It's a connector between those lower parts of what we call phonemic awareness and phonics and vocabulary, and comprehension. If we're talking about those five varies, it's really impactful, Lindsey, whoever you're gonna say,

Lindsay Kemeny:

Yeah, well, I love it. Because it's just an opportunity to practice. I think a lot of teachers just think fluency is going to develop on its own or the silent reading is going to lead to fluent reading, but they need more practice reading aloud. And that's what the this intervention provides. And then I was switched to first grade this year. And so you'll remember Matt, because I went back and forth with you like, what intervention did you use in first grade and, and all this?
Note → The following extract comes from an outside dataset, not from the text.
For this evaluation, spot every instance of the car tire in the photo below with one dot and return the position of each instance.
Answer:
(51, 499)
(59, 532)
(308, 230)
Well, I tried partner reading paragraph shrinking in first grade, I waited until it was very end of January, after our middle of the year benchmark. And I just, I started everyone out with the quotables decodable passages. And I'm like, Hey, this is just an opportunity for them to practice to help, you know, automatize, some of those skills, and then I transition to them into regular text as they were ready, which was a little bit different for the different students. And then I also had, you know, I took longer to introduce it. So I didn't do paragraphs shrinking at first. And I took a little bit longer teaching them, you know, the first half of the intervention. And then I had my literacy coach come in my room with me when we first had them try paragraph shrinking. I'm like, I don't know if this is too much for first graders helped me know what you think we're gonna walk around and listen. And it was really exciting to see how well they did. So before the intervention, they had 37 words correct per minute, that was our class median. And after, I think I did it three weeks, and it was 60 words correct per minute.

Stacy Hurst:

Yeah. And research continues to tell us that repeated reading is the best way to increase fluency. Right?

Dr. Matt Burns:

Yeah, you can make an argument. Best way, but it's certainly an effective way. But it was important relative actually is important. It doesn't happen on its own in silent reading fluency doesn't necessarily mean the translation to reading fluency. So I really encourage partner meeting is great. It's they read to each other. It's fun, we, Lindsay, we rarely see behavior problems happen during this during this intervention, your first graders,

Lindsay Kemeny:

and the same thing, because guess what, you're giving them all something that they can be successful with. And they're all engaged and doing something the entire time. And, in fact, I when I gave a presentation on it, and I did a little video clip, showing my students all doing it, you know, I just kind of panned across the room. And I remember in that presentation, that teacher raised your hand and said, Well, it looks like you don't have any behavior issues in your class. So what about if we have kids that struggle with behavior? And I'm like, No, I do, but they like this activity. They can do it.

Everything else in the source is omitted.